Das bedeutet aber nicht, daß es sich bei der Herabsetzung der Einkommensteuer-Vorauszahlung nur um die Minderung künftiger Abgabenschuldigkeiten handelt. Es ist nämlich zu beachten, daß der Gesetzgeber für ein Kalenderjahr nur eine einheitliche Einkommensteuer-Vorauszahlung und nicht etwa vier verschiedene rechtlich selbständige Einkommensteuer-Vorauszahlungen vorsieht. Deutlich wird dies durch die Bestimmung des § 45 Abs. 2 EStG, wo der Gesetzgeber

davon spricht, daß "die Vorauszahlung ..... zu je einem Viertel ..... zu leisten" ist. Auch Abs. 3 des zitierten

Paragraphen geht im Zusammenhang mit der Änderung der Vorauszahlung stets von einer einheitlichen Jahresvorauszahlung aus. Diese ist Gegenstand einer allfälligen Änderung und nicht die (restlichen) Vorauszahlungsteilbeträge.

Weder § 4 Abs. 2 lit.a Z. 1 BAO, wonach die Einkommensteuer-Vorauszahlungsschuld in vier Teilbeträgen entsteht, noch die Regelung der Fälligkeit der Teilbeträge in § 45 EStG vermag an dieser rechtlichen Beurteilung etwas zu ändern. Handelt es sich aber bei der Einkommensteuer-Vorauszahlung für ein bestimmtes Kalenderjahr um eine einheitliche Abgabenschuld, dann ist ihre nachträgliche Herabsetzung bei der Berechnung von Stundungszinsen gemäß § 212 Abs. 2 letzter Satz BAO rückwirkend zu berücksichtigen. Das bedeutet, daß Stundungszinsen, die für einen gestundeten Einkommensteuer-Vorauszahlungsteilbetrag vorgeschrieben werden, bei späterer Herabsetzung der Vorauszahlung entsprechend dem Ausmaß der Herabsetzung rückwirkend wiederum gutzuschreiben sind.

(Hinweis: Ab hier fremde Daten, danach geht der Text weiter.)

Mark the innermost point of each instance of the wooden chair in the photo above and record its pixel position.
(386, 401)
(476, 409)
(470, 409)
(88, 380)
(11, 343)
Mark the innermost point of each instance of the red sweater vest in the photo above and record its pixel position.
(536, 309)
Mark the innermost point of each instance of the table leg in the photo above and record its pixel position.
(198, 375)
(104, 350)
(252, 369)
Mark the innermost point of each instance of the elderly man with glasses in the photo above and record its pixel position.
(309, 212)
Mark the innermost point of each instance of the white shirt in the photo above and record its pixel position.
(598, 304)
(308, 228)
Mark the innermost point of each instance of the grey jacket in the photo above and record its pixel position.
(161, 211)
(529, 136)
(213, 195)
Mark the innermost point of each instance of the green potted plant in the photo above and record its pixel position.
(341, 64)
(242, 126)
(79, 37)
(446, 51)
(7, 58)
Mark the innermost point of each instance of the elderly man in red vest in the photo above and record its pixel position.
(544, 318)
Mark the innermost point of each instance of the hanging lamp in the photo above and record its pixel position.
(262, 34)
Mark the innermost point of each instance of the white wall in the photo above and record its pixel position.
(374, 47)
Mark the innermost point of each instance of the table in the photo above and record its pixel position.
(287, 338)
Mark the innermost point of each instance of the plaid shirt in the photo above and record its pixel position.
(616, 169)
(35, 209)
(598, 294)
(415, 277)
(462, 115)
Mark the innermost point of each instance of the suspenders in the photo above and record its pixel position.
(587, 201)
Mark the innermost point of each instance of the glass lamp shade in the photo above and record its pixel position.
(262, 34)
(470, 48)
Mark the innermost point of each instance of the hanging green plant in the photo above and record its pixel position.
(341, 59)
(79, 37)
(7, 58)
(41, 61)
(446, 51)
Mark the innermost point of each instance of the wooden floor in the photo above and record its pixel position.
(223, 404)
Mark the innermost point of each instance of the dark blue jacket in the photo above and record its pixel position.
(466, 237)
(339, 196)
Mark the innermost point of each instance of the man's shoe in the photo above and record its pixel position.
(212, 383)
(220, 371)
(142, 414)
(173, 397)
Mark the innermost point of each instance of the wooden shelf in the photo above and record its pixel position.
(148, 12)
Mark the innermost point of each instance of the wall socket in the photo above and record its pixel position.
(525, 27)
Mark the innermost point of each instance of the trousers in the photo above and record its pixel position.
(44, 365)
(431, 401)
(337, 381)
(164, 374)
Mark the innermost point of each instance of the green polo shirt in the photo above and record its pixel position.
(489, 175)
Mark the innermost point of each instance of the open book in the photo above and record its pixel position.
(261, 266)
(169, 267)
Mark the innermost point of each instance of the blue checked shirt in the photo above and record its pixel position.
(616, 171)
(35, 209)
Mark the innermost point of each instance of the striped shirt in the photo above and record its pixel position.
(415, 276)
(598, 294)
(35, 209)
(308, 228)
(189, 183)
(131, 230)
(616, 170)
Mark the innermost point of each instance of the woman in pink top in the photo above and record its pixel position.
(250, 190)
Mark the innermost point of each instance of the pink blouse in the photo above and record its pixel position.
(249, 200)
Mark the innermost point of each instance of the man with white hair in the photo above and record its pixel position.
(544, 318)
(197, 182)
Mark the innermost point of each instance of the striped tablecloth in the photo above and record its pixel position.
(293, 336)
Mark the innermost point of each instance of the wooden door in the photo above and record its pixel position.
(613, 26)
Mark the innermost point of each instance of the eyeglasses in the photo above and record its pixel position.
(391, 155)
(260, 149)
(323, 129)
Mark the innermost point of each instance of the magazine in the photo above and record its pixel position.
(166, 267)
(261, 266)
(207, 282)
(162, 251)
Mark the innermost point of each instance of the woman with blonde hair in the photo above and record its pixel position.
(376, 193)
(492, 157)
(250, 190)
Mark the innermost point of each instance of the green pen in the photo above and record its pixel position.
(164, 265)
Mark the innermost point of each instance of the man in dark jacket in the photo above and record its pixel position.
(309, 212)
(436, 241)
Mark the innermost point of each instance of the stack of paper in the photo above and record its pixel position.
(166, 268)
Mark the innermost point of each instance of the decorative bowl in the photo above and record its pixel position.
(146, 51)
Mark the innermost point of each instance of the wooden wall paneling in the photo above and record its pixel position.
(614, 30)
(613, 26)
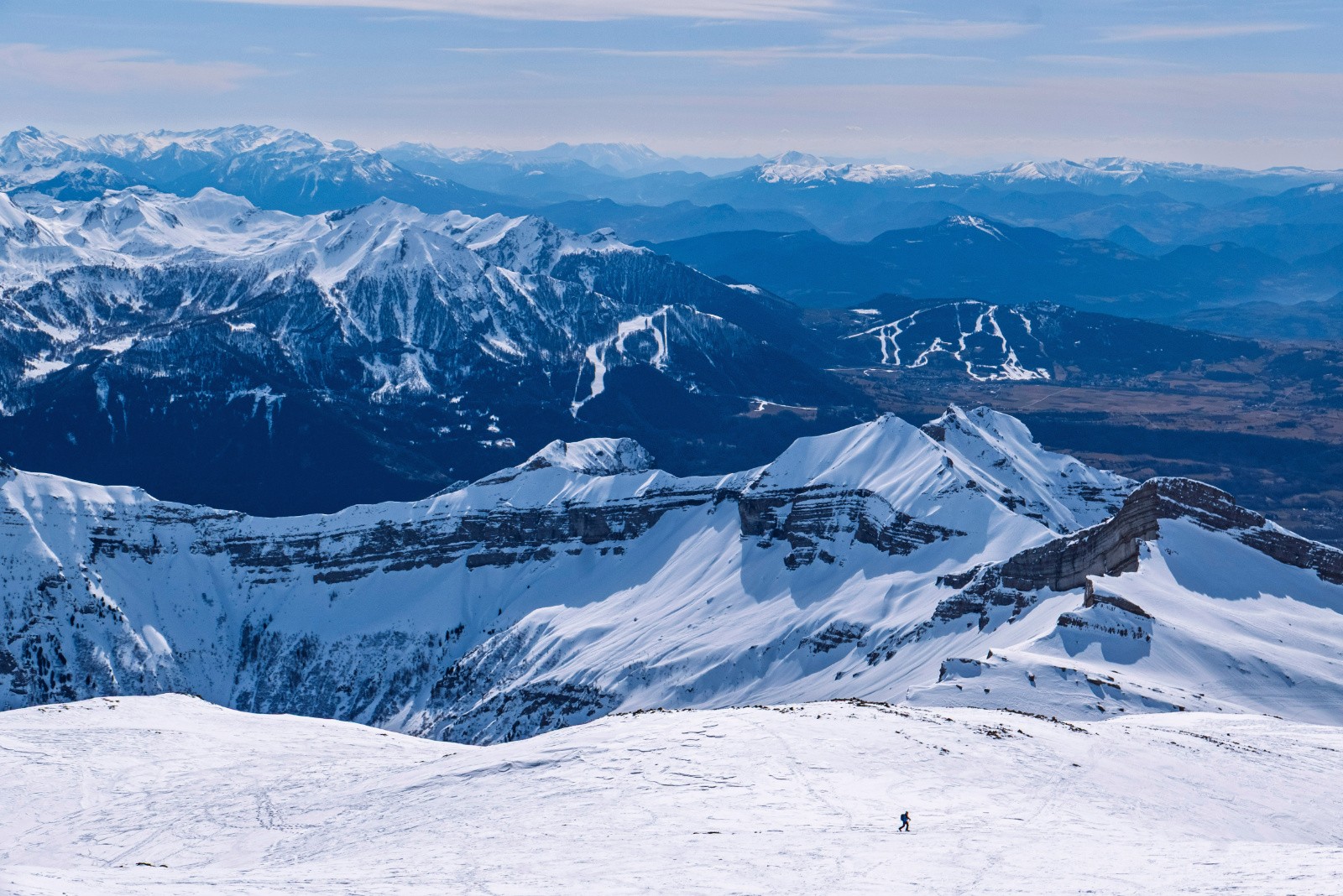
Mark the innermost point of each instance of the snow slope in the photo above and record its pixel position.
(957, 564)
(174, 795)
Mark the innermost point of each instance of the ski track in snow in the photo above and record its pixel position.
(595, 353)
(1007, 367)
(787, 800)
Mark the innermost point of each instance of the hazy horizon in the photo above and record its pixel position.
(957, 86)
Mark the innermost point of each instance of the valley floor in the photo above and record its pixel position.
(174, 795)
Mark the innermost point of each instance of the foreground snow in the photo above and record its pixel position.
(751, 800)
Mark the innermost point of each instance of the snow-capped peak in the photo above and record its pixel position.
(802, 168)
(974, 223)
(593, 456)
(1005, 459)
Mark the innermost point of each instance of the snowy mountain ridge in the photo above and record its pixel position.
(958, 564)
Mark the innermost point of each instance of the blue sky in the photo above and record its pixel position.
(954, 85)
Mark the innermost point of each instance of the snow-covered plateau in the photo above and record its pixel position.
(168, 794)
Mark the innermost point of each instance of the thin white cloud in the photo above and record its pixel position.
(1096, 60)
(731, 55)
(586, 9)
(1143, 34)
(114, 71)
(935, 29)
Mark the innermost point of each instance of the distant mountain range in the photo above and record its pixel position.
(1147, 207)
(970, 257)
(143, 331)
(953, 565)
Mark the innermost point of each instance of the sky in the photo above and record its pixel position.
(953, 85)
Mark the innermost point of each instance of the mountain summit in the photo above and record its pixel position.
(953, 564)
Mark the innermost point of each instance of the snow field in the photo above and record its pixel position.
(789, 800)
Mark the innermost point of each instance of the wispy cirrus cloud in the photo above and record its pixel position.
(1142, 34)
(935, 29)
(118, 70)
(729, 55)
(586, 9)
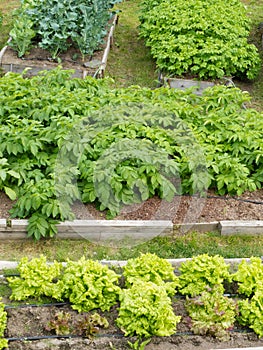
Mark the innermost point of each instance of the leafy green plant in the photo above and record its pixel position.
(3, 321)
(146, 310)
(151, 268)
(201, 38)
(37, 278)
(138, 344)
(251, 312)
(22, 35)
(60, 24)
(89, 325)
(61, 323)
(211, 313)
(89, 285)
(202, 272)
(66, 139)
(249, 276)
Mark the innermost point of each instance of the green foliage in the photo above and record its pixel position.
(249, 276)
(146, 310)
(88, 326)
(89, 285)
(151, 268)
(207, 39)
(61, 323)
(3, 321)
(202, 272)
(138, 344)
(22, 35)
(62, 23)
(66, 139)
(37, 278)
(212, 313)
(251, 312)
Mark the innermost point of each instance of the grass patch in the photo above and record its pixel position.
(6, 8)
(179, 246)
(130, 62)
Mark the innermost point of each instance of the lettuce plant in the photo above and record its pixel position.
(89, 285)
(251, 312)
(3, 321)
(203, 272)
(249, 276)
(212, 313)
(150, 268)
(146, 310)
(37, 278)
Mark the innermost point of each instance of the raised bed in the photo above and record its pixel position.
(200, 85)
(138, 230)
(96, 67)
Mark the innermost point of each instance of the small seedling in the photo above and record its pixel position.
(60, 324)
(138, 344)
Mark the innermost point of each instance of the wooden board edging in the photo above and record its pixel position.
(136, 229)
(252, 227)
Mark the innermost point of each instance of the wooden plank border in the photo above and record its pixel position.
(135, 229)
(254, 227)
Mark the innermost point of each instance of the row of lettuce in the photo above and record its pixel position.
(148, 290)
(206, 39)
(66, 139)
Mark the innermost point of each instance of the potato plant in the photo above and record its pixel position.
(66, 139)
(206, 39)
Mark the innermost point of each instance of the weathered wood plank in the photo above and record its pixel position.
(2, 225)
(198, 226)
(241, 227)
(253, 348)
(103, 230)
(95, 230)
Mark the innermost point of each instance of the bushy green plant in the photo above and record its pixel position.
(207, 39)
(251, 312)
(202, 272)
(89, 285)
(65, 139)
(249, 276)
(3, 321)
(37, 279)
(22, 35)
(150, 268)
(212, 313)
(61, 23)
(146, 310)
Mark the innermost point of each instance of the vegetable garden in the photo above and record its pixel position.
(54, 149)
(219, 299)
(65, 139)
(205, 39)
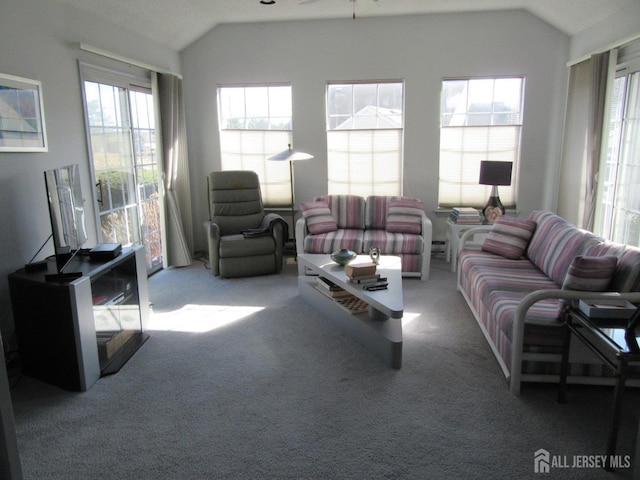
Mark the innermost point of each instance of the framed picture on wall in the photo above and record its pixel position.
(22, 127)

Da die belangte Behörde dies verkannt hat, erweist sich der angefochtene Bescheid als inhaltlich rechtswidrig und war daher gemäß § 42 Abs. 2 Z. 1 VwGG aufzuheben.

Die Kostenentscheidung gründet sich auf die §§ 47 ff VwGG in Verbindung mit der Verordnung BGBl. Nr. 104/91, insbesondere deren Art. III Abs. 2.